Live Review: James Blake


James Blake Review – The Forum 19th July 2019

Words by Hayley Foster

It was impossible not to be a ‘Mile High’ on euphoria standing watching James Blake perform on the stage of The Forum, a venue that so aesthetically complements the work of many producers. The first time playing in Melbourne on a cold July Friday night, Blake’s Splendour in The Grass sideshow was an epic taste of what crowds at the festival would experience on the Sunday night in the North Byron Parklands amphitheatre.


James Blake is instantly recognisable. His digital manipulation and sonorous quality carries far and wide, reaching out towards myself and fellow spectators further back in the room. Usually I find a sweet spot up the front but in this instance I was situated a few steps above the packed crowd. ‘Assume Form’, the first song to be played, drew everyone in and the tone of the evening was set.


Having first seen James Blake back in 2016 from the top of the hill at his third Splendour In The Grass, this performance was everything I had hoped for and more. It was intimate, precise and the set list was perfection. A generous balance of his 4 critically acclaimed albums, Blake clearly showed why he is one of the most influential musicians of this era. Judging from the singing of the crowd back to Blake, many would agree that this was a fair representation of his discography. Standouts were ‘Retrograde’, ‘Where’s The Catch’ featuring an absent Andre 3000 and ‘The Wilhelm Scream’, a track that was written by Blake’s late father, James Litherland. That particular moment felt even more personable and delicate.

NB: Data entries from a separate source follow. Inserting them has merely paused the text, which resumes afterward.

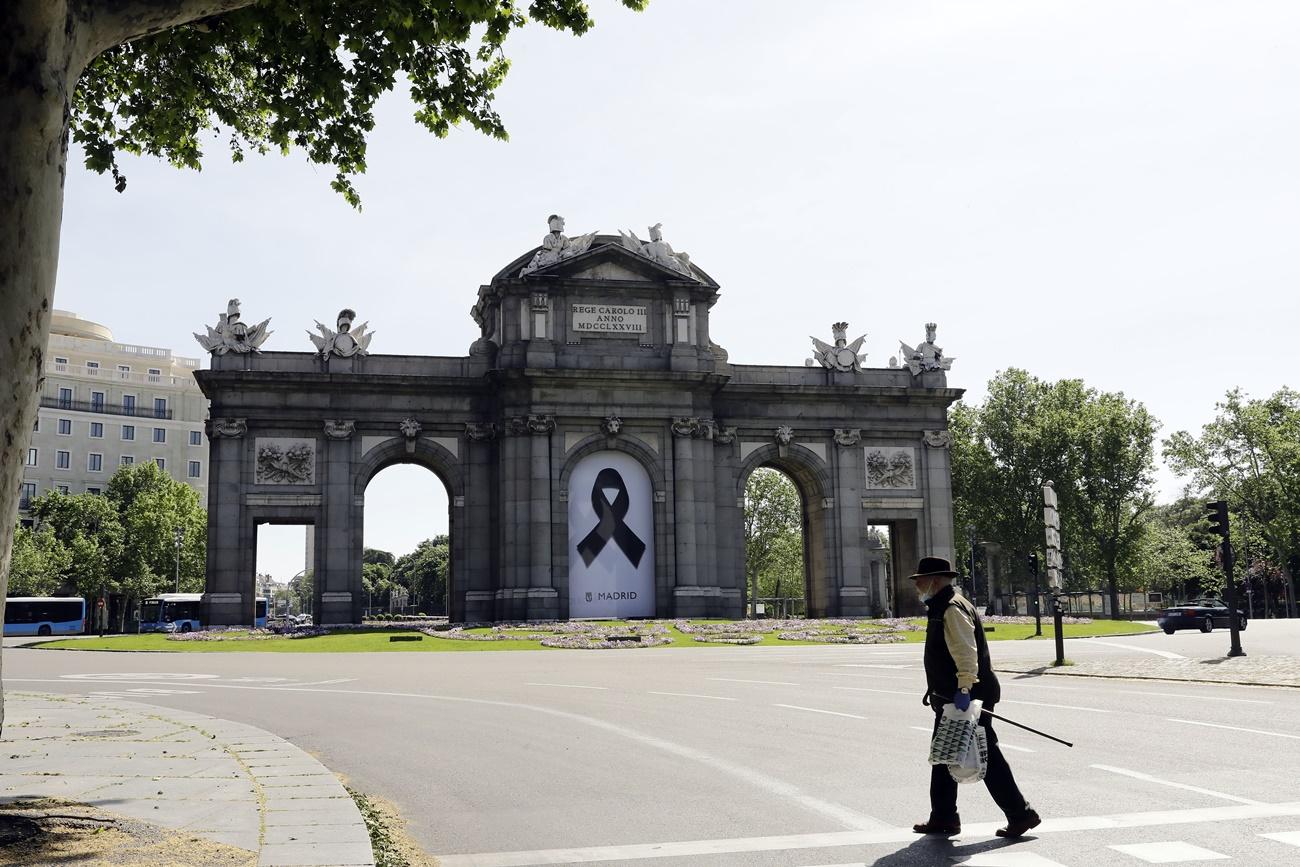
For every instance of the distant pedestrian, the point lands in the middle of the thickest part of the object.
(957, 666)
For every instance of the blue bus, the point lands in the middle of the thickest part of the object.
(44, 616)
(181, 612)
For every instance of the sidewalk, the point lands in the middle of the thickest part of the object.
(207, 777)
(1251, 671)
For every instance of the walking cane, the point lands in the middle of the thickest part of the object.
(948, 701)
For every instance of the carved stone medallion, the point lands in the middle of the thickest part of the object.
(285, 460)
(848, 436)
(228, 428)
(339, 428)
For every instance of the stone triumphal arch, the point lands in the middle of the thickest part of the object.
(594, 445)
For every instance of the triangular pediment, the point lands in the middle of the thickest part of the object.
(606, 259)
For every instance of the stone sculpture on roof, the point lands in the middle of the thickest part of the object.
(557, 246)
(658, 250)
(843, 356)
(926, 356)
(346, 341)
(232, 334)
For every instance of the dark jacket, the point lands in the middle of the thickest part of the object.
(940, 668)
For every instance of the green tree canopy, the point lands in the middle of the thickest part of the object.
(424, 573)
(774, 534)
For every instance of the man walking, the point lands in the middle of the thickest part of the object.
(957, 666)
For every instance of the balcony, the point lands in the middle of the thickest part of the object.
(105, 408)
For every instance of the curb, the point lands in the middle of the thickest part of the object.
(226, 781)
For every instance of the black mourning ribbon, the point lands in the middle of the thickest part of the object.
(611, 521)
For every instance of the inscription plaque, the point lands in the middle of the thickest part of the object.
(609, 319)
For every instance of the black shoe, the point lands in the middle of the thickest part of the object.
(1017, 827)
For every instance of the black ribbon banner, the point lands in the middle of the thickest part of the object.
(611, 520)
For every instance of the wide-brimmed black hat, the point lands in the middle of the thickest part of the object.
(934, 567)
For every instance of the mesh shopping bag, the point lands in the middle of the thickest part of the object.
(973, 764)
(956, 733)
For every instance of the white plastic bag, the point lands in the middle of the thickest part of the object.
(956, 733)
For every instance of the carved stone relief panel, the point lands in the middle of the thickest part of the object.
(891, 467)
(285, 460)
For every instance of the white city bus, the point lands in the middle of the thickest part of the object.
(44, 616)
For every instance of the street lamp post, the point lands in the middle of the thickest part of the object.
(178, 537)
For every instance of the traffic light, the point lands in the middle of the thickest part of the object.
(1217, 514)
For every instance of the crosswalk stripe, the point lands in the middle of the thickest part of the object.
(1175, 852)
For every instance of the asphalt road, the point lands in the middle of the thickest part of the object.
(753, 755)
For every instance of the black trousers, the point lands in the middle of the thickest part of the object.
(999, 780)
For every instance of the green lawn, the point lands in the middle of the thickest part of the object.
(371, 641)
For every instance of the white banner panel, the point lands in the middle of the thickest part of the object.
(611, 537)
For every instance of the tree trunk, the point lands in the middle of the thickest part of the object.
(39, 65)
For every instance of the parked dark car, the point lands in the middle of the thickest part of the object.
(1199, 614)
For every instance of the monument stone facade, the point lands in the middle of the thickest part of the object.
(594, 443)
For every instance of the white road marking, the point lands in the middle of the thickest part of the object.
(772, 785)
(1238, 728)
(1066, 707)
(1005, 859)
(1174, 852)
(741, 680)
(1205, 698)
(818, 710)
(887, 692)
(1290, 837)
(705, 848)
(1147, 777)
(1166, 654)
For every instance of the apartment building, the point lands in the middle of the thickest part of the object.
(105, 404)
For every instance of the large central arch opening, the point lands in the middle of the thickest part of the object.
(406, 537)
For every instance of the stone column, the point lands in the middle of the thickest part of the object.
(338, 585)
(542, 598)
(939, 495)
(228, 540)
(856, 594)
(685, 586)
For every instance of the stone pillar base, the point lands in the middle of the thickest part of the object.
(528, 603)
(479, 606)
(706, 602)
(221, 610)
(336, 607)
(856, 602)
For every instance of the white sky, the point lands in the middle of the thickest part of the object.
(1097, 190)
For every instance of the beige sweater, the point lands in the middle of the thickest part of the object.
(960, 637)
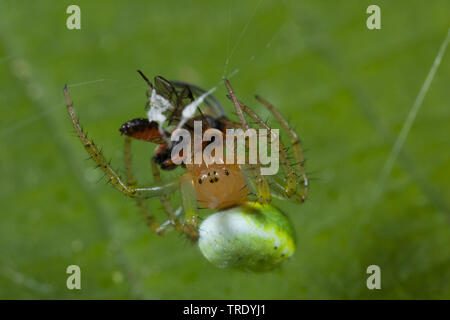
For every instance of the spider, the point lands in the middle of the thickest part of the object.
(217, 186)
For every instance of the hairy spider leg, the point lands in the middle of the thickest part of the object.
(251, 172)
(128, 189)
(148, 216)
(117, 181)
(190, 206)
(296, 146)
(289, 187)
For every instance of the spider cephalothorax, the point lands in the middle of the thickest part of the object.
(214, 186)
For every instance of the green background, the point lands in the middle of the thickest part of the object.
(347, 89)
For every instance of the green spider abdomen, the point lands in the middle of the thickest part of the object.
(250, 237)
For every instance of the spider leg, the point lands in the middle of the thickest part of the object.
(149, 217)
(117, 181)
(262, 187)
(290, 187)
(167, 206)
(296, 146)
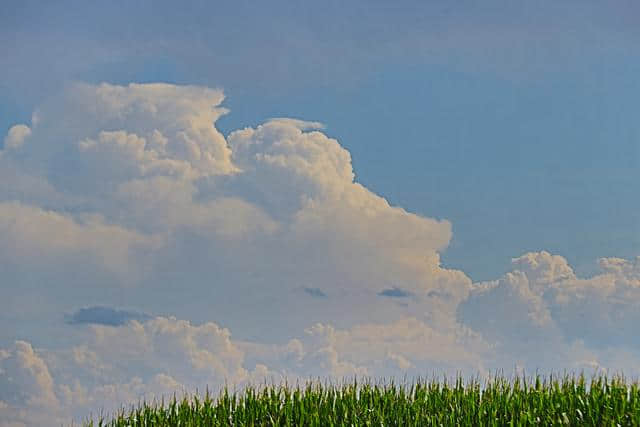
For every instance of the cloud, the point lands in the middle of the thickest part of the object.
(129, 193)
(542, 314)
(315, 292)
(394, 292)
(99, 315)
(16, 136)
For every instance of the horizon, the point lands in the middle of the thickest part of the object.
(209, 193)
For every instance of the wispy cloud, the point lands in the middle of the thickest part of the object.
(100, 315)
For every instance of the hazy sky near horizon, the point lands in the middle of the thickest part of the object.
(469, 173)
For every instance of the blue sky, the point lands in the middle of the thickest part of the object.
(445, 188)
(516, 122)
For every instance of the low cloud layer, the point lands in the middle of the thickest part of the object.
(98, 315)
(121, 195)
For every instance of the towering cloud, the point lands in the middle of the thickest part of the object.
(128, 196)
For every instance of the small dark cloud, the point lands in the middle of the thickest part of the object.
(394, 292)
(99, 315)
(315, 292)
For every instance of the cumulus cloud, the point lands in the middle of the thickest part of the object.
(16, 136)
(129, 194)
(394, 292)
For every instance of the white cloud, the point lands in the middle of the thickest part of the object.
(129, 194)
(16, 136)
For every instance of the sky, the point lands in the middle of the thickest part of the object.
(230, 191)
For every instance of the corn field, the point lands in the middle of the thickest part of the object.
(568, 400)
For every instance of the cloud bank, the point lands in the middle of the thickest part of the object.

Delicate moments sat comfortably between the more epic electronic and percussion led tracks. ‘Love Me In Whatever Way’, ‘Are You In Love?’ and ‘Can’t Believe The Way We Flow’ flowed one into the other with hues of purple and green amplifying an overwhelming atmosphere. There were murmurs about how well the songs would translate from the records to a live performance. Knowing his creative decisions, however, when it comes to musical dialogue Blake is fluent. Pulsating basses and harmonies heightened the reverberation of the venue really bringing the experience right into the heart.

James Blake spoke briefly to the crowd between songs, at one point describing Airhead (his support act) as an astronaut for playing the modular synth, which in his words “it’s basically a nightmare”. It definitely did not sound like one.

The crowd was so invested in his performance that for the final two songs, ‘Don’t Miss It’ and a cover of Joni Mitchell’s ‘A Case Of You’, everyone shushed one another. We all hung off each and every word and note played. It is no surprise that the revolutionary UK producer announced a second show at The Forum after selling out the first show in 24 hours. Blake has the ability to suspend crowds into the noise that sweep and siren above our heads.